1. A preparation method for a sulfonated nanocellulose film with proton conductivity, comprising:S1, performing, using deionized water as a medium, a dark oxidation reaction on cellulose with sodium periodate at a potential of hydrogen (pH) in a range of 2 to 3 to obtain dialdehyde cellulose, wherein a mass ratio of the sodium periodate to the cellulose is in a range of (1.2-1.4):(0.9-1.1);S2, performing a Schiff base reductive amination reaction on the dialdehyde cellulose, 2-aminoethanesulfonic acid, and 2-methylpyridine borane with a mass ratio in a range of (0.9-1.1):(2.0-6.0):(0.3-0.33) in deionized water at 59° C. to 65° C. to obtain a first reacted solution, subsequently, removing impurities in the first reacted solution to obtain a sulfonated nanocellulose suspension;S3, shaping the sulfonated nanocellulose suspension into a film by vacuum filtration, and then drying the film to obtain the sulfonated nanocellulose film with proton conductivity.

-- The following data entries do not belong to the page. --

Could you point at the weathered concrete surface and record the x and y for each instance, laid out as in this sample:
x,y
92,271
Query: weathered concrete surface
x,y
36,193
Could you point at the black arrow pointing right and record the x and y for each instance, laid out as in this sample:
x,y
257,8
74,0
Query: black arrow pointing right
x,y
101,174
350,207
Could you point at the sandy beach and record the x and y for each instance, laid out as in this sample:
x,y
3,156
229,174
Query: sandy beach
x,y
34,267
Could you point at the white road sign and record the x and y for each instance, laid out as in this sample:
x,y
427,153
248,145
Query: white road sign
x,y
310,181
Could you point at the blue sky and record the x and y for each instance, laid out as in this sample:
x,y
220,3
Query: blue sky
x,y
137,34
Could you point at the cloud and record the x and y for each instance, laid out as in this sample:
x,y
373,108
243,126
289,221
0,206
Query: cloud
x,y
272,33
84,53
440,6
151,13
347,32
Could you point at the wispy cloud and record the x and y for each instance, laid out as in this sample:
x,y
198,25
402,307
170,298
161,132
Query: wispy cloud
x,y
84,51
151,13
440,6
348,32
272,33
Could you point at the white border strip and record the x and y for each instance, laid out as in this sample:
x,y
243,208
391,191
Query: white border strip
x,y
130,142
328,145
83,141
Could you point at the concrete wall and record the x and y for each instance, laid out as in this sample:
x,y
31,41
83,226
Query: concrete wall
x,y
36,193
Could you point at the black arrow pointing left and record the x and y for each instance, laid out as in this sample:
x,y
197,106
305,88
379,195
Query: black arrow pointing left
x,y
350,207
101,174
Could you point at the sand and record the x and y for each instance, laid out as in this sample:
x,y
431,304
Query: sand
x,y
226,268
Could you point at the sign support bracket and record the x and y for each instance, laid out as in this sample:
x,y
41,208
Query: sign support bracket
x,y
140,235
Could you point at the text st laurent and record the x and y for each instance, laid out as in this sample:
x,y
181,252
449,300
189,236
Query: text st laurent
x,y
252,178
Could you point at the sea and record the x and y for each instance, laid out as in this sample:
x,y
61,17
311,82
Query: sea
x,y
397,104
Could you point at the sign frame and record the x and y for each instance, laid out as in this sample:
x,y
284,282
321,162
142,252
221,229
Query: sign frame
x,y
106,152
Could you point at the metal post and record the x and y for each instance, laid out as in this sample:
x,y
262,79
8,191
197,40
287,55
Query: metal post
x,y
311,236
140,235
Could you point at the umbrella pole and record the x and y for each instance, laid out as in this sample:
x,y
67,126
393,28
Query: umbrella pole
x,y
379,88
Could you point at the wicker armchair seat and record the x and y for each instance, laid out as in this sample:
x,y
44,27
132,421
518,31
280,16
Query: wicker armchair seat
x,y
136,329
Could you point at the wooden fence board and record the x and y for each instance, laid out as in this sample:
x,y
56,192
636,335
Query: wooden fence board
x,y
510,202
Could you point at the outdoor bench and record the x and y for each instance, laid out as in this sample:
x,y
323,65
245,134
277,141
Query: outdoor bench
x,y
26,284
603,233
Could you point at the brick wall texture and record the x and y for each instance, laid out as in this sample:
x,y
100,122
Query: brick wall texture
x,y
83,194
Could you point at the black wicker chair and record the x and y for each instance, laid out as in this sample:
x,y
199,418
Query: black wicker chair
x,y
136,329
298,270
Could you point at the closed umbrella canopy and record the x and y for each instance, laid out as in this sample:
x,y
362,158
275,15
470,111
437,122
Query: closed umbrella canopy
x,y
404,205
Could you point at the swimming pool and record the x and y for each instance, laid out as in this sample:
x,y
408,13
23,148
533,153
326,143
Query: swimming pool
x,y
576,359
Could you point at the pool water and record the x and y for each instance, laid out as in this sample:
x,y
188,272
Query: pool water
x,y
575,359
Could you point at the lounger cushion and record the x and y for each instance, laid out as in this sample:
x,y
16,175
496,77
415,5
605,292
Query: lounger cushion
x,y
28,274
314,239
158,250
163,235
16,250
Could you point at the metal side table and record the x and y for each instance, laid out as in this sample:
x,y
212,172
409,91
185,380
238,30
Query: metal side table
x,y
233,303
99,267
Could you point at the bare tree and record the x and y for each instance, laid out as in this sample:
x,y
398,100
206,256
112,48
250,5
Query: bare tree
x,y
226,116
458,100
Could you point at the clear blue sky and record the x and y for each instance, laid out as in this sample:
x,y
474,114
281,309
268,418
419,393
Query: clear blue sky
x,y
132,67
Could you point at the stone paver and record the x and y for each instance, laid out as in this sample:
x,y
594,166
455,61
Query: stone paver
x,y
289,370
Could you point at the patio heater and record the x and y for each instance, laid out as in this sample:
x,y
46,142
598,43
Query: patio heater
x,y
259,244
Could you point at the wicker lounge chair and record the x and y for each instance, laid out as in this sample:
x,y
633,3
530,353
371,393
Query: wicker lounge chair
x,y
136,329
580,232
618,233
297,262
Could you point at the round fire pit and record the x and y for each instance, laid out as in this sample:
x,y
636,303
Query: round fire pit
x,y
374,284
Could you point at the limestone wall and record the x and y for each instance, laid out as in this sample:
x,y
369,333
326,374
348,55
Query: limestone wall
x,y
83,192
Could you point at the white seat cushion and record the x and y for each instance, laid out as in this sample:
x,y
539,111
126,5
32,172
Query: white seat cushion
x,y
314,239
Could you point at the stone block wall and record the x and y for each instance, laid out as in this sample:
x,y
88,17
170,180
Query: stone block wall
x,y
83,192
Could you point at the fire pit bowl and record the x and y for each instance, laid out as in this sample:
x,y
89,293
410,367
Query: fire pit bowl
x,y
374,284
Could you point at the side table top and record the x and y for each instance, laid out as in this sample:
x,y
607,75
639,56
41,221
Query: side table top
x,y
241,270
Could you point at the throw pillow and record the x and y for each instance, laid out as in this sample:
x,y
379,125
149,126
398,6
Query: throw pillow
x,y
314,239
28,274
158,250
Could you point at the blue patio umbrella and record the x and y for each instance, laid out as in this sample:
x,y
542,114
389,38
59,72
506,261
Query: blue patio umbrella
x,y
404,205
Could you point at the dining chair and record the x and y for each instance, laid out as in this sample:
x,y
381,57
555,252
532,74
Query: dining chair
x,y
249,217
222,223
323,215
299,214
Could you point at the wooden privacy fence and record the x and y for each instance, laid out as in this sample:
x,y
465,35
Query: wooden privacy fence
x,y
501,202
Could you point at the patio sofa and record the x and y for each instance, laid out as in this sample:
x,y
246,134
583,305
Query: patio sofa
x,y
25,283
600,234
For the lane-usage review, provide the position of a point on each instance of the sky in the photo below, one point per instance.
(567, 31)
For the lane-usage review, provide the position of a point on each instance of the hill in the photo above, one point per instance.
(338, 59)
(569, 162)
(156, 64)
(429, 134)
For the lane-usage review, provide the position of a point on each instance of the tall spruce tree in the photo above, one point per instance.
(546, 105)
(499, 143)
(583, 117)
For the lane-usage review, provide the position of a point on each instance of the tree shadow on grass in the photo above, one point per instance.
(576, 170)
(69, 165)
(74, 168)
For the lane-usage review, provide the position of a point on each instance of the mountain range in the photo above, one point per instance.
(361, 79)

2. The preparation method for the sulfonated nanocellulose film with proton conductivity as claimed in claim 1, wherein in the step S1, the dark oxidation reaction is performed at 48° C. to 52° C. for 3.0 hours (h) to 3.8 h.

3. The preparation method for the sulfonated nanocellulose film with proton conductivity as claimed in claim 1, wherein in the step S1, the cellulose is bleached softwood cellulose.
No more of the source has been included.